From: John Ransom <ransom@xxxxxxxxxxxxx>
Date: Thu, 2 Oct 1997 14:00:58 -0400 (EDT)
On Thu, 2 Oct 1997, Doug Henwood wrote:
> John Ransom wrote:
> >What does it mean to battle on behalf of truth as opposed to questioning
> >the status of truth? We battle on behalf of truth when we think the truth
> >will set us free. In this sense the truth is something that stands opposed
> >to the world as it is, confronting it with an ought of some kind. I've
> >always thought of Hegel as much more of a leftist than a rightist because
> >he is willing to oppose his abstract, presently unrealized but present in
> >nuce, concept of the truth of Spirit against its "actual" but in some
> >sense "unreal" manifestations.
> Huh? Have you ever read any neoclassical economics? Any social institution
> (unions, the welfare state, regulations) that stands in the way of their
> textbook model of markets must be smashed. Reality must conform to the
> model! And I never thought of neoclassical econonomics as leftist in any
I don't follow.
> >But Marx did not want to separate that off
> >from his political views. His study of the internal mechanics of the
> >capitalist system was always connected to a vision of the world as it
> >should be. Every line of _Capital_ is infused with this vision.

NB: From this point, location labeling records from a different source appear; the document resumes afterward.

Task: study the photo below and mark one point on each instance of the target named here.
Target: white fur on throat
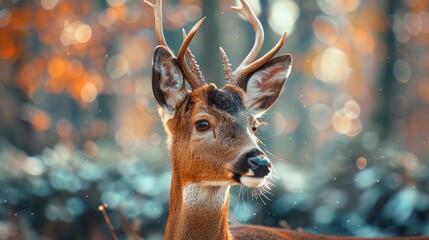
(205, 195)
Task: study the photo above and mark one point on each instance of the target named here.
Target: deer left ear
(265, 85)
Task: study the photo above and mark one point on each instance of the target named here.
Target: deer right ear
(168, 84)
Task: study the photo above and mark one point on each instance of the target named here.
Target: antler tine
(226, 67)
(248, 13)
(181, 55)
(195, 68)
(256, 64)
(157, 12)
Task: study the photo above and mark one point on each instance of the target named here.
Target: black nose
(260, 166)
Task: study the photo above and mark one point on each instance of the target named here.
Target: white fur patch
(252, 182)
(205, 196)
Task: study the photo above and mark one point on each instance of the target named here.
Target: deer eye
(254, 126)
(202, 125)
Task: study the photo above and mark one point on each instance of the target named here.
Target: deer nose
(259, 165)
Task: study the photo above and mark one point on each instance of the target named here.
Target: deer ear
(264, 85)
(168, 84)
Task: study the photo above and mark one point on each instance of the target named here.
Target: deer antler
(193, 77)
(249, 64)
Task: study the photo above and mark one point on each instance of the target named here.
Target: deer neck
(197, 211)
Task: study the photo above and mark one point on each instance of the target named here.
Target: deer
(211, 133)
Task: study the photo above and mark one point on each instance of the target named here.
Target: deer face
(211, 131)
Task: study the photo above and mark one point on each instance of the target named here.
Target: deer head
(211, 130)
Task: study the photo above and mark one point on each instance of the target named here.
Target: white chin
(252, 182)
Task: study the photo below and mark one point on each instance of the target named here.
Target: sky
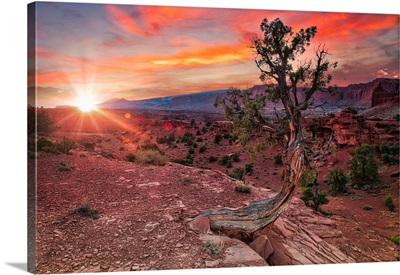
(106, 51)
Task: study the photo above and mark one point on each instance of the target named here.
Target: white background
(13, 229)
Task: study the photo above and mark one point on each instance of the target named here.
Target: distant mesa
(363, 96)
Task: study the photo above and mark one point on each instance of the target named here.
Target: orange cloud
(125, 21)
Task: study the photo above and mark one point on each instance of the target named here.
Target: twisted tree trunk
(260, 213)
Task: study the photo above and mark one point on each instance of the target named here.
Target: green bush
(66, 145)
(151, 157)
(249, 168)
(236, 157)
(364, 168)
(217, 138)
(315, 195)
(65, 167)
(130, 157)
(389, 203)
(238, 173)
(367, 207)
(212, 159)
(243, 188)
(203, 149)
(278, 159)
(395, 239)
(337, 181)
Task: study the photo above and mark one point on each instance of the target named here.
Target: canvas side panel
(32, 129)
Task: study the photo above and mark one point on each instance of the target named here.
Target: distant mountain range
(363, 96)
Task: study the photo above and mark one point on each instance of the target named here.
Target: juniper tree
(277, 58)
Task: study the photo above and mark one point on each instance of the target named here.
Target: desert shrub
(367, 207)
(278, 159)
(65, 167)
(236, 157)
(65, 145)
(315, 195)
(151, 157)
(203, 149)
(389, 203)
(364, 168)
(249, 168)
(351, 110)
(150, 146)
(238, 173)
(337, 180)
(187, 179)
(217, 138)
(85, 209)
(130, 157)
(213, 247)
(395, 239)
(243, 188)
(212, 159)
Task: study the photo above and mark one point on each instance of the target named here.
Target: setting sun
(86, 103)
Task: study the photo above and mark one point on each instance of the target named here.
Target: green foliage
(213, 247)
(389, 203)
(203, 149)
(351, 110)
(308, 178)
(395, 239)
(65, 145)
(153, 157)
(212, 159)
(238, 173)
(367, 207)
(130, 157)
(235, 157)
(65, 167)
(364, 168)
(187, 179)
(315, 195)
(337, 180)
(86, 210)
(278, 159)
(249, 168)
(217, 138)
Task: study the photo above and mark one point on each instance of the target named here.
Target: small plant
(187, 179)
(130, 157)
(337, 181)
(389, 203)
(367, 207)
(212, 159)
(236, 157)
(395, 239)
(278, 159)
(65, 167)
(151, 157)
(65, 146)
(85, 209)
(315, 195)
(249, 168)
(203, 149)
(244, 187)
(238, 173)
(213, 247)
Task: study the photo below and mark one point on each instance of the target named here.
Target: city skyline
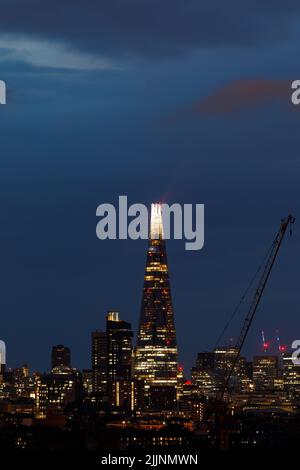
(159, 101)
(156, 301)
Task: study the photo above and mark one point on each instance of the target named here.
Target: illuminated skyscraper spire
(156, 224)
(156, 351)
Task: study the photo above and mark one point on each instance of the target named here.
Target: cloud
(242, 94)
(48, 54)
(238, 95)
(149, 28)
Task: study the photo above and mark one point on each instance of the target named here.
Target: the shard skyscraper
(156, 357)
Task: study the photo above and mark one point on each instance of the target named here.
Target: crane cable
(232, 316)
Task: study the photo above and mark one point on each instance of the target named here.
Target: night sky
(177, 100)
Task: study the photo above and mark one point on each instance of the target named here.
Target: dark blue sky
(131, 97)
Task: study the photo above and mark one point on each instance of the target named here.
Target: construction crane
(284, 225)
(219, 408)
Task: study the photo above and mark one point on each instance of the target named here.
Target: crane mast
(285, 223)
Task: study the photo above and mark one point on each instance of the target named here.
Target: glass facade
(156, 357)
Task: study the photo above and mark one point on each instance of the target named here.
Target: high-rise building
(291, 375)
(224, 360)
(119, 361)
(119, 347)
(60, 357)
(156, 357)
(99, 363)
(2, 357)
(265, 372)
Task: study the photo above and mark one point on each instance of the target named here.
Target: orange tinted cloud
(242, 94)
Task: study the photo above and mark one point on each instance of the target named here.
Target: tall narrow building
(156, 360)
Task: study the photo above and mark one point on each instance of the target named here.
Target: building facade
(156, 356)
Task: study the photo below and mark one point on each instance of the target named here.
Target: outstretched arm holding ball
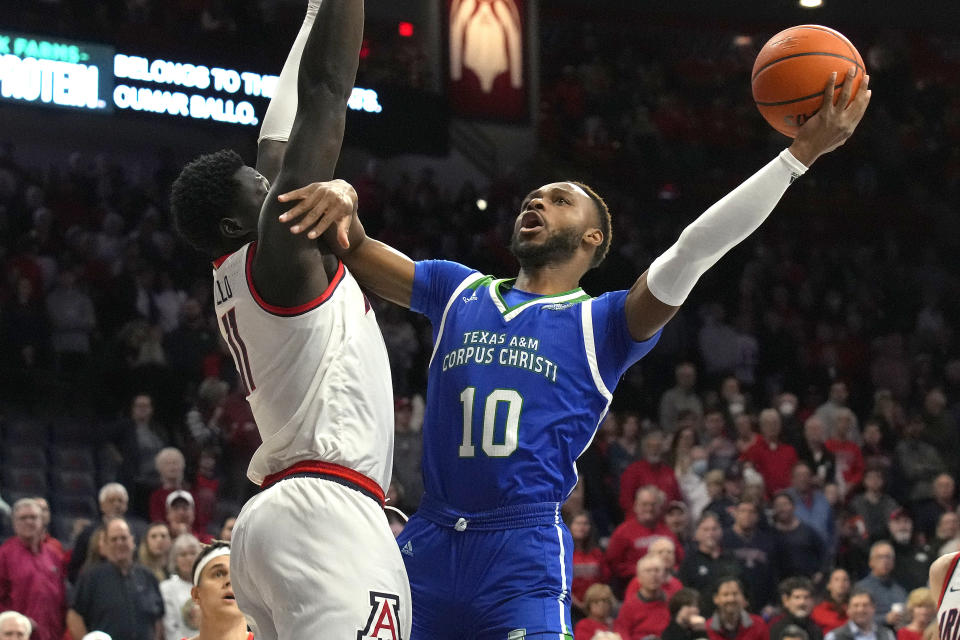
(659, 292)
(834, 122)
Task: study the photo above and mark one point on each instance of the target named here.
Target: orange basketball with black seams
(793, 69)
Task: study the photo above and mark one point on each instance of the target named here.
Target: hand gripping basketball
(830, 127)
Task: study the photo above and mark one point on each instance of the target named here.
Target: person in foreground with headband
(220, 617)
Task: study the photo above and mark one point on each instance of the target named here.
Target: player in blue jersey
(521, 375)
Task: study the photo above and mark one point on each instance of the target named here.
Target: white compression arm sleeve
(672, 276)
(278, 121)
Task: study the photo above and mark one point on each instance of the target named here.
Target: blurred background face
(118, 543)
(873, 481)
(713, 424)
(709, 533)
(770, 424)
(678, 521)
(943, 487)
(860, 609)
(600, 609)
(802, 478)
(652, 447)
(746, 516)
(799, 603)
(158, 540)
(114, 504)
(142, 409)
(729, 599)
(11, 629)
(27, 523)
(782, 509)
(815, 430)
(650, 573)
(948, 526)
(645, 506)
(186, 555)
(901, 529)
(663, 548)
(881, 560)
(226, 533)
(839, 585)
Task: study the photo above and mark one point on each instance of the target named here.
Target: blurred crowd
(782, 465)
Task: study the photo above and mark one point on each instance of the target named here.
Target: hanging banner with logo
(55, 72)
(487, 77)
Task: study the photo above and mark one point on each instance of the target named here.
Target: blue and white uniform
(518, 384)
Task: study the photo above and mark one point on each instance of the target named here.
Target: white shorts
(311, 558)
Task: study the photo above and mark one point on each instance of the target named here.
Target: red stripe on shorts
(321, 469)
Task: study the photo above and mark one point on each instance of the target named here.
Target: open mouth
(530, 222)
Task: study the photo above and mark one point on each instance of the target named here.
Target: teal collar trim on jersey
(567, 298)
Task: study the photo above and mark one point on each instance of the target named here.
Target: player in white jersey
(945, 584)
(312, 554)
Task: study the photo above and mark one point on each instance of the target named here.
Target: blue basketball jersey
(518, 384)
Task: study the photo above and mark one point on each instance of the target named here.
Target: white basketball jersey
(317, 375)
(948, 606)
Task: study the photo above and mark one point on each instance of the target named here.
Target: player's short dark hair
(603, 218)
(794, 583)
(794, 631)
(686, 597)
(203, 193)
(206, 550)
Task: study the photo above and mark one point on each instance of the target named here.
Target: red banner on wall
(486, 75)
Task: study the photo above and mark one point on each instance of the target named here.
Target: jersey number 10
(511, 434)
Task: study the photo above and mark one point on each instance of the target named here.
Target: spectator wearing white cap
(177, 622)
(181, 515)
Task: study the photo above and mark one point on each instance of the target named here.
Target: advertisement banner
(55, 72)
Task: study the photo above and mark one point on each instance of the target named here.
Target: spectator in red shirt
(48, 540)
(832, 612)
(645, 611)
(850, 466)
(598, 603)
(772, 459)
(171, 465)
(630, 541)
(31, 574)
(731, 620)
(666, 550)
(589, 566)
(649, 470)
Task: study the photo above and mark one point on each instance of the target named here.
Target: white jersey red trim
(948, 604)
(317, 374)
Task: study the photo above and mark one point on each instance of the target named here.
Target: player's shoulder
(941, 568)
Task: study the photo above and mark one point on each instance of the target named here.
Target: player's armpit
(379, 267)
(645, 313)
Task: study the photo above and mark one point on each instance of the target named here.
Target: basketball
(792, 70)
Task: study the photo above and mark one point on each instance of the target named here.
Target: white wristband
(282, 110)
(673, 275)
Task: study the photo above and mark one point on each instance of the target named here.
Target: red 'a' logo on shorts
(384, 620)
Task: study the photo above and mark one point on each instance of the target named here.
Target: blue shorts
(498, 575)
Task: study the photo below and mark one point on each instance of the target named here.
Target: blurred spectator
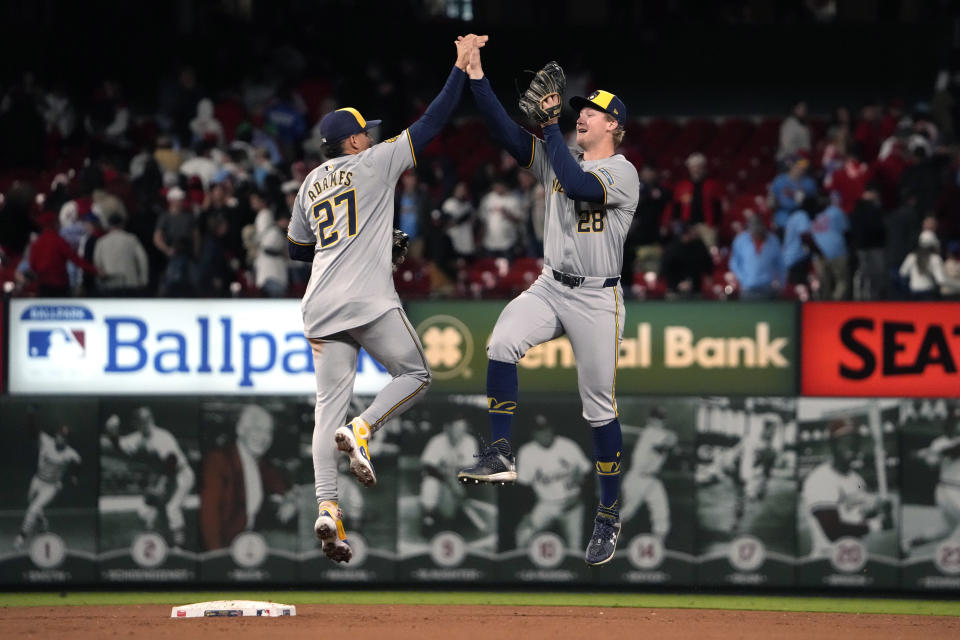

> This grossly overstates the case. Every line of Capital may be infused with
> a fundamental understanding of capitalism as a system of exploitation. But
> as for "the world as it should be" - on this Marx was notably silent.
> Almost every line of Capital is about analyzing capitalism as it existed in
> his day and how it came to be. You may not agree with the analysis, but
> that's another story.
No, Marx is not silent.
Let us finally imagine, for a change, an association of free
men, working with the means of production held in common, and
expending their many different forms of labour-power in full
self-awareness as one single social labour force. All the
characteristics of Robinson (Crusoe's) labour are repeated
here, but with the difference that they are social instead of
individual. All Robinson's products were exclusively the
result of his own personal labour and they were therefore
directly objects of utility for him personally. The total
product of our imagined association is a social product. One
part of this product serves as fresh means of production and
remains social. But another part is consumed by the members
of the association as a means of subsistence. This part must
therefore be divided amongst hem. (_Capital_, Vol. 1, trans.
Ben Fowkes, Vintage, pp. 171-172)
There are more along the same lines. Capitalism is a society that stands
in the way of this imaginary association, and every line of the critique
of capital is charged with this vision. It is the incredible combination
of analytic brilliance and utopian promise that made _Capital_ such a
> Besides, isn't your view of Foucault infused with a notion of how the world
> should be? This version of Foucaultian Truth has its own normativity, no?
> "We shouldn't view Truth this way, we should think of it that way." And why
> should we?
Well, not necessarily because we want a different world to live in.